Gutzon Borglum was the first sculptor to attempt to carve a Confederate memorial on Stone Mountain. He was approached by Mrs. Helen Plane, charter member of the United Daughters of the Confederacy, in 1915. She wished for Borglum to design and carve a 70-foot statue of General Robert E. Lee on the mountain's steep side. Borglum accepted the challenge of carving on the mountain, but told Mrs. Plane that placing a 70-foot carving of Lee on the side of this, the largest granite outcropping in the world, would be comparable to placing a postage stamp on the side of a barn. Borglum began to contemplate a Confederate memorial on Stone Mountain, and his ideas eventually evolved into a scene of Confederate greats Lee, Davis, and Jackson riding around the mountain, followed by a legion of artillery troops.
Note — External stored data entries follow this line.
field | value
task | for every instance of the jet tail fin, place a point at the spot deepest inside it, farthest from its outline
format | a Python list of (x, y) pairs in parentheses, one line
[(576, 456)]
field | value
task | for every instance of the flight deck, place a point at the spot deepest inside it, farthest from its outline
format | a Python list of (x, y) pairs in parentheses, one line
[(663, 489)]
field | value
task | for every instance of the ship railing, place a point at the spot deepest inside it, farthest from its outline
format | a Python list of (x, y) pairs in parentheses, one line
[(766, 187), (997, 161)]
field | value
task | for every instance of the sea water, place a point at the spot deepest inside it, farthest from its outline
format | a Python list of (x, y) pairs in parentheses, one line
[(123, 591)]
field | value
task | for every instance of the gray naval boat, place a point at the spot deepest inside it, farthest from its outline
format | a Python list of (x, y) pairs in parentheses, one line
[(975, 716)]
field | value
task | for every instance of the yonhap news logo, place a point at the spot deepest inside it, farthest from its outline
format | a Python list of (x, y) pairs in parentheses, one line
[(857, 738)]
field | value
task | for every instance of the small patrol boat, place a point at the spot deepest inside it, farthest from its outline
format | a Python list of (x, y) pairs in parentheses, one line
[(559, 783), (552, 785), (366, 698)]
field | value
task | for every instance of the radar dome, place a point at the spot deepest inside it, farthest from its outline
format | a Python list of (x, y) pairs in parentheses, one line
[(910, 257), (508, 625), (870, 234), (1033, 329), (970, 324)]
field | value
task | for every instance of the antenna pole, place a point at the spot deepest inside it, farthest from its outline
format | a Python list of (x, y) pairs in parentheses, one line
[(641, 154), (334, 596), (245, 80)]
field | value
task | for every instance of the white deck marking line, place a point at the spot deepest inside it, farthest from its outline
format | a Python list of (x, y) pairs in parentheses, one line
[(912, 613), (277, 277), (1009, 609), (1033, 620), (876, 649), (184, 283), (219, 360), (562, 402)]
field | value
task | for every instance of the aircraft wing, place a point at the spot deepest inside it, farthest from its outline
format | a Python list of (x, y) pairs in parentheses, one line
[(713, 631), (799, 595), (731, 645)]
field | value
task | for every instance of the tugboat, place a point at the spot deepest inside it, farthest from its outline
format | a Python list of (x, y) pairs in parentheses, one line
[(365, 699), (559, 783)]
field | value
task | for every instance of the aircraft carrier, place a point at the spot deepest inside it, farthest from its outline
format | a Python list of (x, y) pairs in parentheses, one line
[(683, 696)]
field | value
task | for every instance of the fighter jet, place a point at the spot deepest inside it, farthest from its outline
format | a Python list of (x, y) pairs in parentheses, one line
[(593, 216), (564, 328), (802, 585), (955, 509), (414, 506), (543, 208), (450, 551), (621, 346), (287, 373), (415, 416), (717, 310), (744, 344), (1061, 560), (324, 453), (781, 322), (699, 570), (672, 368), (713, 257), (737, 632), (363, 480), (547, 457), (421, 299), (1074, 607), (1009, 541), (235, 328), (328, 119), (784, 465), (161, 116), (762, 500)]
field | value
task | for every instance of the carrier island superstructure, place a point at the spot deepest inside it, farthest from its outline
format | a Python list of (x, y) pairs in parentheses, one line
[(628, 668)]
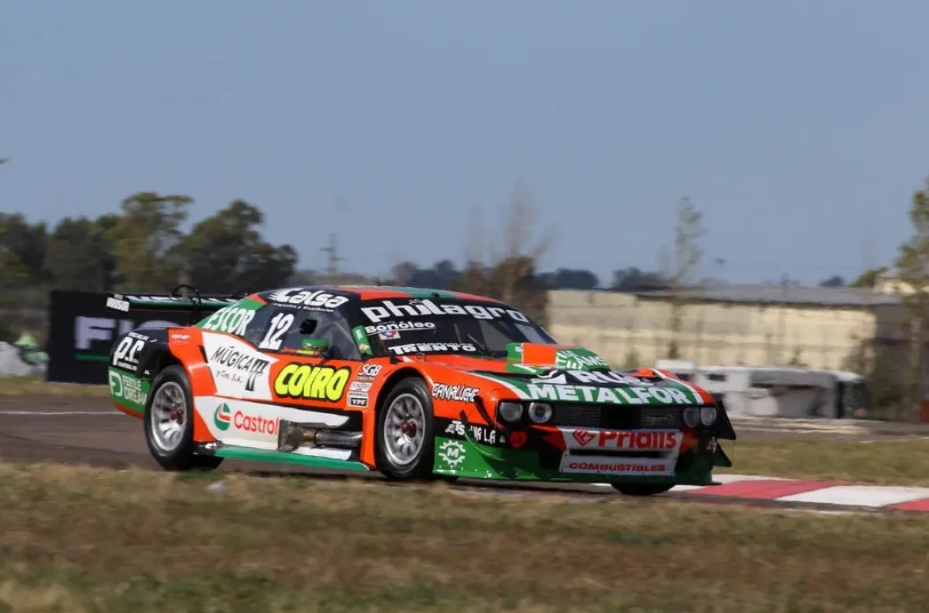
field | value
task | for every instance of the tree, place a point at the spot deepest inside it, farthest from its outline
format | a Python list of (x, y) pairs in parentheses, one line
[(510, 275), (225, 253), (833, 281), (634, 280), (912, 265), (80, 255), (868, 279), (687, 253), (147, 238)]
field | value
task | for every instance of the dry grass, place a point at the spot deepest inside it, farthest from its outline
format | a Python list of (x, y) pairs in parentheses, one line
[(83, 540), (30, 386), (897, 463)]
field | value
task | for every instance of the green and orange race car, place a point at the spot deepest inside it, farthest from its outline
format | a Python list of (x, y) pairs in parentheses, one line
[(414, 383)]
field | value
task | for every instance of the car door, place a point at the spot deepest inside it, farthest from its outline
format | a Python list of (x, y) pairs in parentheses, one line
[(317, 358)]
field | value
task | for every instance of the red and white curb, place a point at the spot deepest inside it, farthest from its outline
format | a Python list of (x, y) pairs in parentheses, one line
[(752, 488)]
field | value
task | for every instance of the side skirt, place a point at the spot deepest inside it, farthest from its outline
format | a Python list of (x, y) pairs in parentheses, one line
[(250, 454)]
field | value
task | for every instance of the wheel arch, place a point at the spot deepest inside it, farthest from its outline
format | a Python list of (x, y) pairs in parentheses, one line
[(160, 358), (394, 378)]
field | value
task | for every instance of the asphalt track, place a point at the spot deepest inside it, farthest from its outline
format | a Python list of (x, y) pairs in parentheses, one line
[(89, 431)]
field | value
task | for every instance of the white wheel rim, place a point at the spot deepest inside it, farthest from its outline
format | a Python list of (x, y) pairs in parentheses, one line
[(404, 429), (168, 416)]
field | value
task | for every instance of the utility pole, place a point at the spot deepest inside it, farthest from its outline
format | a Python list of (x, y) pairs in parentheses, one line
[(332, 257)]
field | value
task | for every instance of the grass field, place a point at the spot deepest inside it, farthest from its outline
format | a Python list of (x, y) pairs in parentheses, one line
[(898, 463), (83, 540), (29, 386)]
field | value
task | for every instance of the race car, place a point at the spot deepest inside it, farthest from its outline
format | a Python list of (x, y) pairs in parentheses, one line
[(417, 384)]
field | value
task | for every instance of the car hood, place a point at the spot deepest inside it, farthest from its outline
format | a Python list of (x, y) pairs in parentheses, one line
[(566, 373)]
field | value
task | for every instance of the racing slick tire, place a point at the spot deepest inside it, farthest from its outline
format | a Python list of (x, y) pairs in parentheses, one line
[(169, 423), (405, 445), (641, 489)]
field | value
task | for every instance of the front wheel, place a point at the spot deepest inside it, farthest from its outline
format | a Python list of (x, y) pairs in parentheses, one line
[(169, 424), (405, 432), (641, 489)]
After a delay caused by World War I, Borglum and the newly-chartered Stone Mountain Confederate Monumental Association set to work on this monument, the size of which had never been attempted before. Work proceeded very slowly. Many difficulties arose because of the sheer magnitude of the undertaking. After finishing the detailed model of the carving, Borglum was unable to trace his ideas onto the massive area onto which he was working. After developing a projector to thrust the image onto the side of the mountain, Borglum and his crew of engineers and laborers were able to set to work on the actual carving.

Carving officially began on June 23, 1923, when Borglum himself cut the first granite from the mountain. Lee's head was finished in time for the anniversary of Lee's birth, January 19, 1924, when a large gathering witnessed the unveiling of Lee's head. This celebration was the high point in Borglum's association with the carving. After this point, work began to slow and Borglum was increasingly at odds with the officials of the Stone Mountain Confederate Monumental Association. Tension rose to the point that in March of 1925, Borglum had his models destroyed and fled Georgia. His tenure with the Association was over. A more detailed account of Borglum's dealings with the Monumental Association is found in The Undefeatedby Gerald W. Johnson.

After his experience with the Monumental Association, Borglum went on to carve Mount Rushmore, where he gained his fame. None of his work remains, as it was all cleared for the work of Augustus Lukeman, Borglum's replacement.